In all seriousness, that should be enough, but the next two songs are almost equally as phenomenal. Lucretia's wicked laughter is merely an intro to excellence, and Tornado of Souls has one of the band's most-memorable riffs. While Dawn Patrol is something I could live without, it's merely 2 minutes and leads right into Polaris, which is such a fitting outro.

It's one of those records that you need to play again (flip the tape!) as soon as it ends. Every song shines. It's fast, melodic, pure metal. It's sad the remaster had the re-recorded vocal tracks, they suck. I'd love a rip of the vinyl remaster.

Emperor: Anthems To The Welkin At Dusk (1997)

As the U.S. metal scene that I loved was dying in the early 90s, things were growing in Europe. While these major evolutions were initially unknown to most Americans, 1997 saw a massive change, from which we never looked back.

I had known of Emperor and recall a colleague at college claiming that In The Nightside Eclipse was the best record ever. I liked it. I enjoyed it but it wasn't the best shit ever IMO. Century Media was starting to put out more black metal in the U.S. and I was thrilled. I ate it up, playing it all on the radio and amassing a nice collection. The hype for Emperor was there but its release in the States was remarkable. Suddenly everyone knew them, knew the genre, and was blown away.

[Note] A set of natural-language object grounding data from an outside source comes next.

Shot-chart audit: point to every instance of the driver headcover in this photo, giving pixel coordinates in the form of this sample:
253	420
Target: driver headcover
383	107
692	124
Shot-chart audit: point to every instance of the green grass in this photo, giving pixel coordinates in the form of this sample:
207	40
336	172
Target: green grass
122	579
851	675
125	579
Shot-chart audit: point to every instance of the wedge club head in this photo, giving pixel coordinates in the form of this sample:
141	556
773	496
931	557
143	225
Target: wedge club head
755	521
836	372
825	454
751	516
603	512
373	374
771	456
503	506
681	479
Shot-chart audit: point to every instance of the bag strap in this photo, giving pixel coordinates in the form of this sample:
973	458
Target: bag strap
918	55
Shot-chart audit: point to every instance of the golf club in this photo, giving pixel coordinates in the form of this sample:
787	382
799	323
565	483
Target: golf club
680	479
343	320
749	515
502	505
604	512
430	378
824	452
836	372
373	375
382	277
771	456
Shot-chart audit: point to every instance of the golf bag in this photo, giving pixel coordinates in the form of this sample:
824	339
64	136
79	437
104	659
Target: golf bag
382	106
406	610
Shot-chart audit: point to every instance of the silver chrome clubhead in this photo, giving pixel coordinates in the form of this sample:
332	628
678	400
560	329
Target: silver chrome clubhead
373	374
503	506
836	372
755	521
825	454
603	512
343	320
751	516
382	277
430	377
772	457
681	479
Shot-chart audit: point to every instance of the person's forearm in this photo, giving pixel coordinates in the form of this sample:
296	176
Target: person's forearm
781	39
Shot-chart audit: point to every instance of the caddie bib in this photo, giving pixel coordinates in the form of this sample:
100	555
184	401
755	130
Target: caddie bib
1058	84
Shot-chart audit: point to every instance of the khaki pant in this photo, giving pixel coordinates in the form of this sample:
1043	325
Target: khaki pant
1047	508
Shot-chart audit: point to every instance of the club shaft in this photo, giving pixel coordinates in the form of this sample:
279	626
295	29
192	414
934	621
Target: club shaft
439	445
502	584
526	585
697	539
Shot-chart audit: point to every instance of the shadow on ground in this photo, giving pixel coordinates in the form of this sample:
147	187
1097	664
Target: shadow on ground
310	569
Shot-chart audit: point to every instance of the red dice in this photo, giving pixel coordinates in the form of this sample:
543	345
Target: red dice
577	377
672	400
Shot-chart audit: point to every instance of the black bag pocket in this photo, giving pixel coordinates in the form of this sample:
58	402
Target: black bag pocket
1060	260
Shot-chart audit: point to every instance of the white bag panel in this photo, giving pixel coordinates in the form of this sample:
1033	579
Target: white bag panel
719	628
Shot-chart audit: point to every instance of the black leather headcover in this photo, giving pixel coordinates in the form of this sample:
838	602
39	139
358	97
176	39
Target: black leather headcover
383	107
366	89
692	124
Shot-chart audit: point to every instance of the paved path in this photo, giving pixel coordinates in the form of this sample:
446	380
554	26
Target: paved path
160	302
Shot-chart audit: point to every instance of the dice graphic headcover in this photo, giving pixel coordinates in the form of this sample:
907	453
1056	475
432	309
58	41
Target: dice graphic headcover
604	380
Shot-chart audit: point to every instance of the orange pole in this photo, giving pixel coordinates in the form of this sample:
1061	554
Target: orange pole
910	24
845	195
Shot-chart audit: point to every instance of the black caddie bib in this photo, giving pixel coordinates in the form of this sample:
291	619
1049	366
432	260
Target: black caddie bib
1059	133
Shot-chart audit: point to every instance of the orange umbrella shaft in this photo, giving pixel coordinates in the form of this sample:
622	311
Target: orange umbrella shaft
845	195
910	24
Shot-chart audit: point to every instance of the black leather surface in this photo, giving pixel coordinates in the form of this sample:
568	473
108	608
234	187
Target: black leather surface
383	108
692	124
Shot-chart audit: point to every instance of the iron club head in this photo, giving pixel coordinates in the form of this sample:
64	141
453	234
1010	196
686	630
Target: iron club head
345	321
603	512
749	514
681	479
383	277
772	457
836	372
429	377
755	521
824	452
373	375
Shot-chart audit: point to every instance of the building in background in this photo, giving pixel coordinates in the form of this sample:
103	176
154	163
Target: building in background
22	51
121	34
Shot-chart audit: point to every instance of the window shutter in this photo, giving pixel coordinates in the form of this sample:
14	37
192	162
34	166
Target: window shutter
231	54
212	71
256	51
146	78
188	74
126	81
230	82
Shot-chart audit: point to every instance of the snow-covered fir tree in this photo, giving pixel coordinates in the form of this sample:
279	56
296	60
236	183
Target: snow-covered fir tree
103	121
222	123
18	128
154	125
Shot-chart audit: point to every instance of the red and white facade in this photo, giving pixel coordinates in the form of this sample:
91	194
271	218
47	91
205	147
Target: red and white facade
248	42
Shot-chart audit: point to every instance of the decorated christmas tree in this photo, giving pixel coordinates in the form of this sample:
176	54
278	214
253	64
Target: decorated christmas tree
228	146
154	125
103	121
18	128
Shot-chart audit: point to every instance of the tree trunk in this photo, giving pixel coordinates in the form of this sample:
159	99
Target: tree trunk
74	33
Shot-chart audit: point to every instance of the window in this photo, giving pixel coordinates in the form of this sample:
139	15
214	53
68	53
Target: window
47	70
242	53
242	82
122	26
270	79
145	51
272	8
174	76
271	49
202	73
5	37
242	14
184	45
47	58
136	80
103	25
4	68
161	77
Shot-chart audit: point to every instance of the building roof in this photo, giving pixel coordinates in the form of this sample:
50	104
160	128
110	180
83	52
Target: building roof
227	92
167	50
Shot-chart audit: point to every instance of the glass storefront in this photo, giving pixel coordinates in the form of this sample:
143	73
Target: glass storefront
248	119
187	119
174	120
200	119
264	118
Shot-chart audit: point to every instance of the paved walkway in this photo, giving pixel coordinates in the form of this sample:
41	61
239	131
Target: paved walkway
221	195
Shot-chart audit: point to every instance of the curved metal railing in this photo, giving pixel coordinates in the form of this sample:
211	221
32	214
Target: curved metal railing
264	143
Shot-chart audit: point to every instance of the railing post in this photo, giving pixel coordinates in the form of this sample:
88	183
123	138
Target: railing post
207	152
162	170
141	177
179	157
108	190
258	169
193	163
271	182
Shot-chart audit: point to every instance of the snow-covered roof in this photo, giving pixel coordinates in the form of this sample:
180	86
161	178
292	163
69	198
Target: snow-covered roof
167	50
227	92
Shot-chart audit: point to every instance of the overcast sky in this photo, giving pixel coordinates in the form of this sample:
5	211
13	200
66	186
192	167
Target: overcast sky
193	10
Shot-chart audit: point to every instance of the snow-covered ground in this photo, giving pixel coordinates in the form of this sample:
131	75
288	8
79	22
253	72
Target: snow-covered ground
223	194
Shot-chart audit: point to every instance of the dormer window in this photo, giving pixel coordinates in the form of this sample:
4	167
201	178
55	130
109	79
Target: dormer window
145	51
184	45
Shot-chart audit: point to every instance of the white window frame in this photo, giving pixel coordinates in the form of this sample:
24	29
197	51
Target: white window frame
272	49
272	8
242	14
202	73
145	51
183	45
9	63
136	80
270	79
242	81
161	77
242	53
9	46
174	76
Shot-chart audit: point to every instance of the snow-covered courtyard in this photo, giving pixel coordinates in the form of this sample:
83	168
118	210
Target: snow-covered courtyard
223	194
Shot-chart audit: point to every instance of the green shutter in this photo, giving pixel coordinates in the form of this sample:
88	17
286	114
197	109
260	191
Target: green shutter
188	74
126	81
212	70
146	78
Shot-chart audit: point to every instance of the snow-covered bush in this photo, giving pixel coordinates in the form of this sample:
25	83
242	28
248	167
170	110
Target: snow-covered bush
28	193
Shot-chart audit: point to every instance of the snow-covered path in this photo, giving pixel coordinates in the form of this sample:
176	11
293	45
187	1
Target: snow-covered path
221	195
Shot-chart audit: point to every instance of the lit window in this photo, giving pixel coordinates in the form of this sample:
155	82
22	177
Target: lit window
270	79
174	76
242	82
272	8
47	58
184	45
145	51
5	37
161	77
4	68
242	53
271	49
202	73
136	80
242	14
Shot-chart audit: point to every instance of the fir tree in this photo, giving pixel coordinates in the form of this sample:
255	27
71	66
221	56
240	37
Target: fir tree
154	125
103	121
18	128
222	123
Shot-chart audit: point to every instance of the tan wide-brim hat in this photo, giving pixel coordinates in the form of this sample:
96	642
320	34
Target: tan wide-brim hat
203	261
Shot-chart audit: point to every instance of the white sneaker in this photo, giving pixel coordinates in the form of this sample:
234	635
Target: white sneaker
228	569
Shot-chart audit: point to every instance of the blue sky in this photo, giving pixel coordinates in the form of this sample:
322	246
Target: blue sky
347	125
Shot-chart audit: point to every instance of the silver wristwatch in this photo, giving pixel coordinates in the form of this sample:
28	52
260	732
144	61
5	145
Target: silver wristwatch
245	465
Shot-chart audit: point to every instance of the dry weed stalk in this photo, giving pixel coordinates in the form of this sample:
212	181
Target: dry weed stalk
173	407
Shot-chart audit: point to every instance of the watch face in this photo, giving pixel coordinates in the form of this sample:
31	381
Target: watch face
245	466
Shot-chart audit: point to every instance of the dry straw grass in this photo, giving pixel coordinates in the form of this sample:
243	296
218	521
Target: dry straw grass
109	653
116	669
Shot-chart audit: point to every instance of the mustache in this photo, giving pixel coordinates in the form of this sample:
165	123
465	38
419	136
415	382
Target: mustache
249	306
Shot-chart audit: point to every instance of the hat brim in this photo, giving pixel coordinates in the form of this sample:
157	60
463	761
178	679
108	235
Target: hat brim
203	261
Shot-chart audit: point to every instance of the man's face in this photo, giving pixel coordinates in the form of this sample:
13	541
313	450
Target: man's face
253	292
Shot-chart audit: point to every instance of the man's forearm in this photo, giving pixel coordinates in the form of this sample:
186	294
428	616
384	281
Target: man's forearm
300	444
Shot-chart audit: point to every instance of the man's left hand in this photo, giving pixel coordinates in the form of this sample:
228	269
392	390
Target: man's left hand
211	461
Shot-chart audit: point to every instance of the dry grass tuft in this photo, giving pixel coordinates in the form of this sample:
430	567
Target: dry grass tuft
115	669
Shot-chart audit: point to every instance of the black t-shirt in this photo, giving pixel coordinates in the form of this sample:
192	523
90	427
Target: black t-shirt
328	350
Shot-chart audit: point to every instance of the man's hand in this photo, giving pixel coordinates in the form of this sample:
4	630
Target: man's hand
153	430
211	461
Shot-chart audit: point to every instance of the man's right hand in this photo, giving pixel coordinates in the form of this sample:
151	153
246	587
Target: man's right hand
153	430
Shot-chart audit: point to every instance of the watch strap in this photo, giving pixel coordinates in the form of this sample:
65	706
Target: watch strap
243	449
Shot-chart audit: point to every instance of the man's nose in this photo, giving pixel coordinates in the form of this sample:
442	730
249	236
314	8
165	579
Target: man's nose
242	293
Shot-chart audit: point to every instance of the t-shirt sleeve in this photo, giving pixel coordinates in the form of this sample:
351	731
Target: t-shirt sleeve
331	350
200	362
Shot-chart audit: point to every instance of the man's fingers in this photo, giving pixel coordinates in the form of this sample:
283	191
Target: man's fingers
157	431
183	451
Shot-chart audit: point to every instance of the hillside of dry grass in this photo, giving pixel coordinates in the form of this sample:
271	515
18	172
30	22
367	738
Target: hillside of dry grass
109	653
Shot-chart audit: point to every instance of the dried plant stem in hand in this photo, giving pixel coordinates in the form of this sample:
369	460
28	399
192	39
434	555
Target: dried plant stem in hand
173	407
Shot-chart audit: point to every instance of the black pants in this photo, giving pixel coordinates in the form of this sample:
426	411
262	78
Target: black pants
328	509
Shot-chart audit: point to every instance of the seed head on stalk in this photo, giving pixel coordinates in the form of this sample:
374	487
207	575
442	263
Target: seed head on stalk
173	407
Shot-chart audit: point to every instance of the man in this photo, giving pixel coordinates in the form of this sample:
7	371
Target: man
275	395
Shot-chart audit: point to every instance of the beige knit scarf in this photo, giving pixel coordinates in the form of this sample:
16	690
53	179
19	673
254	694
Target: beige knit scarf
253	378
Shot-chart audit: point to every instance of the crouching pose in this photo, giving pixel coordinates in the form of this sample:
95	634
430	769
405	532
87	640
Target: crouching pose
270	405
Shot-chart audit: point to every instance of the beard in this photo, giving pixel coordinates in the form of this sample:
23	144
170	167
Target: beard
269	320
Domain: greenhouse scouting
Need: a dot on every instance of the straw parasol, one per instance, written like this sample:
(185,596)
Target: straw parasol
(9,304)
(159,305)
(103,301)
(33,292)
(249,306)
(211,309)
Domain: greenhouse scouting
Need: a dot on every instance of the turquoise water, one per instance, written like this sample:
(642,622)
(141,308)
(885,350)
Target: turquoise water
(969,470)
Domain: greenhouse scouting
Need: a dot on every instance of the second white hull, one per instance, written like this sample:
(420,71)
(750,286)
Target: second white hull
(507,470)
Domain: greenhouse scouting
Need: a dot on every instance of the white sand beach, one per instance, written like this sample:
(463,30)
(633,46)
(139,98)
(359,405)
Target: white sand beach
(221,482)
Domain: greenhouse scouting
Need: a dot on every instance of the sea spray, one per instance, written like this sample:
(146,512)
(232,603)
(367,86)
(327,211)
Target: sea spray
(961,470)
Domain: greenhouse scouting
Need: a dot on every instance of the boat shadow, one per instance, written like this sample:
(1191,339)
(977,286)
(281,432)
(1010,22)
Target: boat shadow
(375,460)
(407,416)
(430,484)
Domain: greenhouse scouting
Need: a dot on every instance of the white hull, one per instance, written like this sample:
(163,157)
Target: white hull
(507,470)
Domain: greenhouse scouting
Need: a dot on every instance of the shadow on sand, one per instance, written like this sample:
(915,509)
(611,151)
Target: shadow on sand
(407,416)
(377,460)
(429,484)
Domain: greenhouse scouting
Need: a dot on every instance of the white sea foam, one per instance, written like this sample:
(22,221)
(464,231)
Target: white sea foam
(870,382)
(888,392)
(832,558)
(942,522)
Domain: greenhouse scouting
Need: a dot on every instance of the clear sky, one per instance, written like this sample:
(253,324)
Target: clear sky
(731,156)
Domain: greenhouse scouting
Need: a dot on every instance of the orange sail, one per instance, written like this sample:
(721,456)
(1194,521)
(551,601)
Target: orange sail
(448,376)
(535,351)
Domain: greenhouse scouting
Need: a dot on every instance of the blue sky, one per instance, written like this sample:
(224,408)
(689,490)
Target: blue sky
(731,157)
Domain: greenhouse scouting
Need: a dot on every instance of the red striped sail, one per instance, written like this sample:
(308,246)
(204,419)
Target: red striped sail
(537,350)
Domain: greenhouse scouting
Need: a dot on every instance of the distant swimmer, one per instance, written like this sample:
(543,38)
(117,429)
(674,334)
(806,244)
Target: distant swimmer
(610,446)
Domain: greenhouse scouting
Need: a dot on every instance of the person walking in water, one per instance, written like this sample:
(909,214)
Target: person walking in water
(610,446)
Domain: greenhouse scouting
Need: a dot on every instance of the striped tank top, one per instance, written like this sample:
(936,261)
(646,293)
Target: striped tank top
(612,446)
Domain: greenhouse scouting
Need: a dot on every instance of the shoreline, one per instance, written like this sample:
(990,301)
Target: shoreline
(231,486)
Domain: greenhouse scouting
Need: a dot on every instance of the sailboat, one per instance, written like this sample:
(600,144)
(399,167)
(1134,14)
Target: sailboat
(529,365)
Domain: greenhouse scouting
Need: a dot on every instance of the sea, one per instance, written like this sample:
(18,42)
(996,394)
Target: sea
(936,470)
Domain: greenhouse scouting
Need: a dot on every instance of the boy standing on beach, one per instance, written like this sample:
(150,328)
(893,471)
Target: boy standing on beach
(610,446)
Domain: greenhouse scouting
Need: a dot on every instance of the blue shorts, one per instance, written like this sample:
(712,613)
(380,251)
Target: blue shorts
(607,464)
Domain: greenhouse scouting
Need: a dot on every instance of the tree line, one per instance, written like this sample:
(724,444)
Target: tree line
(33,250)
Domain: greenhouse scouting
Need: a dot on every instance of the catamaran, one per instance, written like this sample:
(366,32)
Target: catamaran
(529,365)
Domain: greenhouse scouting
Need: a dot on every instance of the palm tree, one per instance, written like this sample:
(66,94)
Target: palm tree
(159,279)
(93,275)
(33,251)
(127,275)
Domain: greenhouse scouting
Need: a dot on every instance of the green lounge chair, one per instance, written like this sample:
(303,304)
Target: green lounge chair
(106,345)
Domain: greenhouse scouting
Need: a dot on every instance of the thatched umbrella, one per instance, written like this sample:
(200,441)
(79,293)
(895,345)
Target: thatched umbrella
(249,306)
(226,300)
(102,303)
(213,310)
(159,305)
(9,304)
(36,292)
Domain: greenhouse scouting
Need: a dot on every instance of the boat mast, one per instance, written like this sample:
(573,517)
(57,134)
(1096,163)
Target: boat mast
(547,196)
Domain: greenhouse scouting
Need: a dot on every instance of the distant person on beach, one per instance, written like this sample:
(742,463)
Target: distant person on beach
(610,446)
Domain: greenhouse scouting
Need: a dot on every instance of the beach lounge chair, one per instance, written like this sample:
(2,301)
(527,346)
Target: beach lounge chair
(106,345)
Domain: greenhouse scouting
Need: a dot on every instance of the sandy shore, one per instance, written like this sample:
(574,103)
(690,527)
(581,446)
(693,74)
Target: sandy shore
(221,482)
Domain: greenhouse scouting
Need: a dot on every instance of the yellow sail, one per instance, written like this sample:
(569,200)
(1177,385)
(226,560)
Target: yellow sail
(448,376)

The intro is majestic, sweeping and powerful and its transition into the legendary Ye Entrancemperium was unlike anything I'd heard before. OMG, FAST! Beautiful orchestral segments leading into brutal speed and technicality. The keyboards, incredibly fast drumming, Ihsahn's voice, it all mesmerized song after song. Ensorcelled By Khaos is so fast. With Strength I Burn has a long, Iron Maiden-like section in the middle. Even the lyrics are amazing, something I rarely notice or comment on. A dark evolution from Nightside, they are moody and evil and so utterly fitting. Unlike other black metal bands, Emperor managed a pristine blend of speed and melodicism. That blend made the fast parts seem faster and the melodic sections more powerful.

Live, the songs are equally fabulous. I got to see the band live in 2006 and even without Samoth, they delivered everything that is amazing about the band. Almost 15 years later, the record is still memorable and its grandeur still felt with each successive spin.